- Series painting in the Whitney Museum
- Artist: Ben Shahn
- Year: 1931–1932
- Medium: Gouache
- Movement: Social realism
- Subject: Sacco and Vanzetti

= The Passion of Sacco and Vanzetti =

1931–1932 painting series by Ben Shahn

Detail of Shahn mural in New Jersey

The Passion of Sacco and Vanzetti is a 1932 painting series by Ben Shahn consisting of 32 gouache paintings of Sacco and Vanzetti .

==Creation==
Artist Ben Shahn had always wanted to be alive during a time of greatness, such as the crucifixion of Christ. Seeing the public reaction to and honoring of Sacco and Vanzetti's lives, Shahn came to see the event as a "crucifixion" of his own time. He participated in a picket against the execution and grew more convinced of their innocence over time.

Shahn created 23 gouache paintings between 1931 and 1932 in The Passion of Sacco and Vanzetti. They were first exhibited at Downtown Gallery in April 1932.

During the Great Depression, Shahn submitted a mural sketch in 1932 to the Museum of Modern Art based on his Sacco and Vanzetti series, which the museum was purported not to like.

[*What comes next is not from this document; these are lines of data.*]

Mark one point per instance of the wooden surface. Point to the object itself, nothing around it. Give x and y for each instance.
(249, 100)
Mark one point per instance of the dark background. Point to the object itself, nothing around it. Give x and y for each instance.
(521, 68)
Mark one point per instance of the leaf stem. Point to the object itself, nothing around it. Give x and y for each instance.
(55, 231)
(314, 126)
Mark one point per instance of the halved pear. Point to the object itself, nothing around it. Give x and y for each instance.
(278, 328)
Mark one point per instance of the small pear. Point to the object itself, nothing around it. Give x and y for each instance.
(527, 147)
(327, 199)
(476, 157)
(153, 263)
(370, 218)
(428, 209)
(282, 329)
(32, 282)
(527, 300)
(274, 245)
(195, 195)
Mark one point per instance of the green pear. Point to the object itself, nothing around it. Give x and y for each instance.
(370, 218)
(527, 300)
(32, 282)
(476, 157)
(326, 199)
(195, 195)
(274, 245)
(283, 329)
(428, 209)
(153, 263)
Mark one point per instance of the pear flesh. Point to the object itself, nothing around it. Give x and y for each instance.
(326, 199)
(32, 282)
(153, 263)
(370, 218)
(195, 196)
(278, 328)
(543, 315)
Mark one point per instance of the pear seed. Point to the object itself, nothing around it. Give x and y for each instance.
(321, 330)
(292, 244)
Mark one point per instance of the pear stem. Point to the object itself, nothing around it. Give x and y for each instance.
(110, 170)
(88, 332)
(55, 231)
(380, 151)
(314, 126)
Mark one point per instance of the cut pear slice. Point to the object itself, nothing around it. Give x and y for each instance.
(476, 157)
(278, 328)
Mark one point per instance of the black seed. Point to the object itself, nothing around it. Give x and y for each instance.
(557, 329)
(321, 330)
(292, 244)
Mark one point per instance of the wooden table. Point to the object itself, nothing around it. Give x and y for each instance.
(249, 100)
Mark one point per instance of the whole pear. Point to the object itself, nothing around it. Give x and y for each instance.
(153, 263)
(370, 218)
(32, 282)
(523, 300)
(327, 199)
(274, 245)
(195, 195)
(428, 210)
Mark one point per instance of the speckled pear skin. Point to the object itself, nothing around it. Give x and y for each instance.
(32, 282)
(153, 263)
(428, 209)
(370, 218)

They made an offer to purchase the painting if he would withdraw his application. It was later reproduced in the catalog and brought on national tour but only sold years later, in 1949, to the Whitney Museum of American Art's permanent collection.

Shahn resuscitated the mural concept when Syracuse University invited him to create a mural panel series in 1965, which is displayed on the external wall of the university's law school. French artist Gabriel Loire produced the mosaic. The university press published an art book of the murals with reproductions several years later.